This post was written for Firefly Community,the original can be found here
I have long thought that life could only be improved by spontaneous bouts of dancing and singing.
I mainly blame my mother for this tendency. I was exposed at a tender age to every Hollywood musical known to man.
Family members were routinely subjected to yearly attendance at a 3 hour pantomime.
My dancing teacher was a huge believer in inclusion. Ability and talent mattered not a jot. Everyone should have a chance to shine. Everyone. It was quite a large dancing school. She was not gifted with editing or quality control skills.
Apart from giving me a lifelong fear of amateur dramatics, because of resurfacing guilt, it has only reinforced the feeling that singing everything is definitely the way forward.
Fortunately, my family tend to agree (the slow drip approach of brain washing works well I find).
Pearl’s school is run on Conductive Education principles, which rely on repetitive movements paired with simple repetitive songs. The die is cast. Entering our house is like a second class, badly written version of Calamity Jane (which is, incidentally, also what I’m considering changing my name to)
On the naming front, I can highly recommend calling your child Pearl. It is relatively unusual, meaning naming labels don’t require a surname. Pearl is remembered and her record easily traced by all hospital departments, as they don’t tend to have another under the age of 80.
Most importantly Pearl is easily replaced in songs.
“I kissed a Pearl and I liked it”
“My Pearl’s mad at me”
You get the picture.
And then courtesy of Elkie Brooks she has a song of her very own. (“Pearl’s a Singer” for anybody under 40). Pearl does indeed often “stand up when she plays the piano”
The lyrics can be changed on uncooperative days to
“Pearls a whinger”
I hope this is character building, it usually distracts her and makes her laugh.
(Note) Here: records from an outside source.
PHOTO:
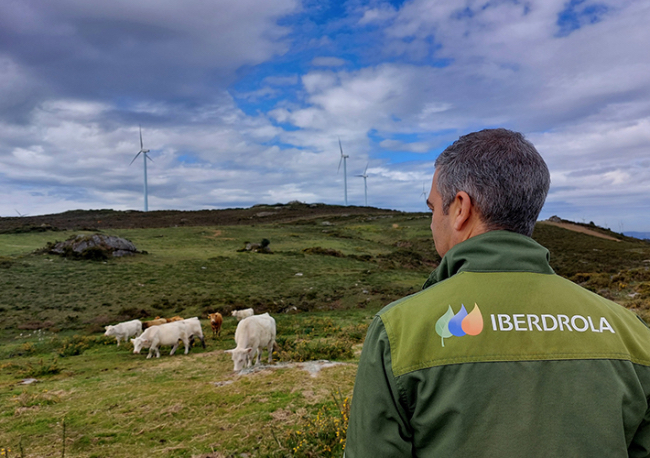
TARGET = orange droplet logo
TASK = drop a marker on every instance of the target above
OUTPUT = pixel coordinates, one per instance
(473, 323)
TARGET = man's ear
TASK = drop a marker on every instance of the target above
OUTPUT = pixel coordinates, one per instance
(462, 208)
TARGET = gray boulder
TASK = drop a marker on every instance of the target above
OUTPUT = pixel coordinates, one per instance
(94, 246)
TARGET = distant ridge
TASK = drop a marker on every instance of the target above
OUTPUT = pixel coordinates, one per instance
(638, 235)
(594, 230)
(93, 220)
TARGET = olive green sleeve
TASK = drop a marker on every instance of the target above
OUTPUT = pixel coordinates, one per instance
(378, 424)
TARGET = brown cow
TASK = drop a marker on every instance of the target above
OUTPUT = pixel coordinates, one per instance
(216, 320)
(158, 321)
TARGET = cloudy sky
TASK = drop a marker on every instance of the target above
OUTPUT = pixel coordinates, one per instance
(244, 102)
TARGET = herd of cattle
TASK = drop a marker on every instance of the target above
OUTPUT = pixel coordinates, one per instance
(253, 334)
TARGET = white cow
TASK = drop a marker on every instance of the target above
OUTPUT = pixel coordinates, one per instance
(165, 334)
(194, 329)
(241, 314)
(122, 331)
(252, 335)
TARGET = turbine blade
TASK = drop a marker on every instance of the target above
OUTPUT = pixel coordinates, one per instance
(136, 156)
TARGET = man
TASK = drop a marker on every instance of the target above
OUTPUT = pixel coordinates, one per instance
(498, 356)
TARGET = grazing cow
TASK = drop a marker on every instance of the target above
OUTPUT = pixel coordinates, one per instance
(252, 335)
(216, 320)
(194, 329)
(157, 322)
(241, 314)
(164, 334)
(122, 331)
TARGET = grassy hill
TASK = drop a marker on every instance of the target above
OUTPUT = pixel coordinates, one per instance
(331, 268)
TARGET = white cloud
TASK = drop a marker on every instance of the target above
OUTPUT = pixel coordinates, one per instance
(327, 62)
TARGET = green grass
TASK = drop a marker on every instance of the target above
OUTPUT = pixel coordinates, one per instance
(119, 404)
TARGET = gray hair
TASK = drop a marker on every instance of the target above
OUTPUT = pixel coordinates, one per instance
(502, 172)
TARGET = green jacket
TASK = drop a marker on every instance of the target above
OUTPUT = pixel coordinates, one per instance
(500, 357)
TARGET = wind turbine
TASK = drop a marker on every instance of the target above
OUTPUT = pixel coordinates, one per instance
(345, 172)
(365, 185)
(144, 157)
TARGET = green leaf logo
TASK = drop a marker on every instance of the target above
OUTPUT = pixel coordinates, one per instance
(442, 325)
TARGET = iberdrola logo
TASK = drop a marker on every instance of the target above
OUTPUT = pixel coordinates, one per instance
(460, 324)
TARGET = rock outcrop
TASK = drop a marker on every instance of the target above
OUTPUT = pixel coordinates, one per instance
(95, 246)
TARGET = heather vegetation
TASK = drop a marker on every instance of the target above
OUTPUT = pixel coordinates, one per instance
(326, 275)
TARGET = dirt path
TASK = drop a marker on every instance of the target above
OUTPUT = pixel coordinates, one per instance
(577, 228)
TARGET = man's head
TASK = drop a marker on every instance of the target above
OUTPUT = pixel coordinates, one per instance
(498, 174)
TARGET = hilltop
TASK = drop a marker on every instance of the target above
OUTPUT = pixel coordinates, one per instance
(132, 219)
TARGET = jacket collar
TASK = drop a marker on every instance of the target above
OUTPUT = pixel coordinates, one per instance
(494, 251)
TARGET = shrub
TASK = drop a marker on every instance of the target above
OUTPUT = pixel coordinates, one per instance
(43, 368)
(308, 350)
(320, 436)
(323, 251)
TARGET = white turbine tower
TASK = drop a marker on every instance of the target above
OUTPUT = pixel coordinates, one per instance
(345, 172)
(365, 185)
(144, 157)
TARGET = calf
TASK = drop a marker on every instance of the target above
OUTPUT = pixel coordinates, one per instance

Whatever gets you through the day.
I have recently been ‘enjoying’ a particularly long-lasting flu virus with a very bad grace. In the middle of this a cock up from our Local Authority, landed me with a call suggesting that my nonverbal, doubly incontinent child could have her secondary education effectively provided at our local High School. The same High School that had been unable to cope with our articulate, high functioning, academically able, son with Asperger’s. It seemed unlikely (yes really!) for this placement to be successful. I had in fact attended a two hour meeting a fortnight previously where I had discussed and agreed the perfect setting with a Local Authority staff member. I was not happy.
Incandescent rage goes some way to describing the way I reacted to the news,
and was apparently a good negotiating tool, the problem was quickly resolved.
Entering Pearl’s bedroom the day after this fiasco, and still feeling lousy I was greeted with charm, panache and a cheery hello (one of two of her recognizable words) She was warm, giggly and cuddly the perfect, cheering, combination.
As I began the usual, dressing and washing procedure, which is not without its challenges, all I could hear in my head was a paraphrased JayZee.
“I’ve got 99 problems but my Pearl ain’t one”
Life with a disability can be a struggle, but it is often the environment the lack of support, and the daily grind that is disabling. Filing cabinets of admin and frequent appointments can really leech the joy out of your life.
A friend of mine not in the Special Need Parents Club, looked in fear at the severe and complex disability and health needs of a mutual friends disabled child.
“But what does she think when she looks at him?”
I thought of the Mother/Carers face when she looked at her son, full of love, knowing, and shared stories.
I think she usually thinks “That’s my boy” I replied.
And on days when love isn’t enough and the physical and emotional strain and reality of Caring is overwhelming, there’s always song.
I’ll see you Somewhere over the Rainbow, the skies there, well you know the rest.
Until then So Long, Farewell, Auf Weidersehn, goodbye.